Here’s the part worth paying attention to: for local video files, it doesn’t guess from a single screenshot. It extracts key frames across the clip and builds a Seedance 2.0-style video generation prompt from what it finds. That’s reverse engineering a video’s visual DNA into something reusable. If you’ve ever tried to recreate a specific visual style and ended up with something that only vaguely resembles the reference, this is the tool that addresses exactly that gap.

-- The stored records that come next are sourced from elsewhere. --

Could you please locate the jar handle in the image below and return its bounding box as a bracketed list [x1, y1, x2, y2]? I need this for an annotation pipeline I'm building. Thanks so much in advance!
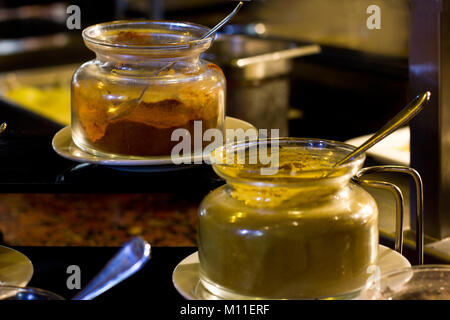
[352, 165, 424, 265]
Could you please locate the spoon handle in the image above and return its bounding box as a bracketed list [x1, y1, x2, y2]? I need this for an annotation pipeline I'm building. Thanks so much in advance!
[72, 237, 151, 300]
[334, 91, 431, 167]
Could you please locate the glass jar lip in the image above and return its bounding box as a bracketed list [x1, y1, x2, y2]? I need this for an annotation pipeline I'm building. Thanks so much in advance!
[211, 137, 366, 186]
[82, 20, 215, 50]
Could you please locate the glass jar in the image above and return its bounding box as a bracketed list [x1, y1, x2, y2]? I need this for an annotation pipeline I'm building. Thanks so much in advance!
[71, 21, 225, 158]
[198, 138, 378, 299]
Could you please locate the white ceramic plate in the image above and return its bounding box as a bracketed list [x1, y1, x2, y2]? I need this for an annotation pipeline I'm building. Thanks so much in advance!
[172, 245, 411, 300]
[346, 127, 410, 166]
[52, 117, 255, 171]
[0, 246, 33, 287]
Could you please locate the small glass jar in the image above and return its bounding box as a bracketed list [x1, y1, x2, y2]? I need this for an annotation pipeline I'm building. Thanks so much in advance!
[198, 138, 378, 299]
[71, 21, 225, 158]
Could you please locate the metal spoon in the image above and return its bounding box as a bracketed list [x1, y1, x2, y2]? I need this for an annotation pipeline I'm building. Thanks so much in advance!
[108, 1, 244, 120]
[72, 237, 151, 300]
[334, 91, 431, 167]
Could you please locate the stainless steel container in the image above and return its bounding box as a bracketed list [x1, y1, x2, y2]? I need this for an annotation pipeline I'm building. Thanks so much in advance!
[204, 34, 320, 136]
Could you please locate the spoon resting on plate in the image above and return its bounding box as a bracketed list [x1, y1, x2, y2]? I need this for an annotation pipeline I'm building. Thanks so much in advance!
[72, 237, 151, 300]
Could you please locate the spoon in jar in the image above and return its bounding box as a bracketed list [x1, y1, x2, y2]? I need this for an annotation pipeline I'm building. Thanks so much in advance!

What the Extension Actually Does

Three input types work right now: web images pulled from the browser, local image files, and local video files. Full online video extraction (think YouTube links) isn’t supported yet, so you’re working with files already on your machine. That’s a reasonable constraint for a first release, and local files are where most serious creative work lives anyway. Most reference material that actually matters to your workflow is already saved somewhere on your drive.

The extension runs entirely with your own Gemini API key, stored locally in the extension settings. Nothing goes to a third-party server. That’s a genuine privacy win compared to most tools in this space, where your reference material quietly ends up on someone else’s infrastructure. For anyone working with unreleased footage, client content, or competitive research, that distinction matters more than most feature comparisons.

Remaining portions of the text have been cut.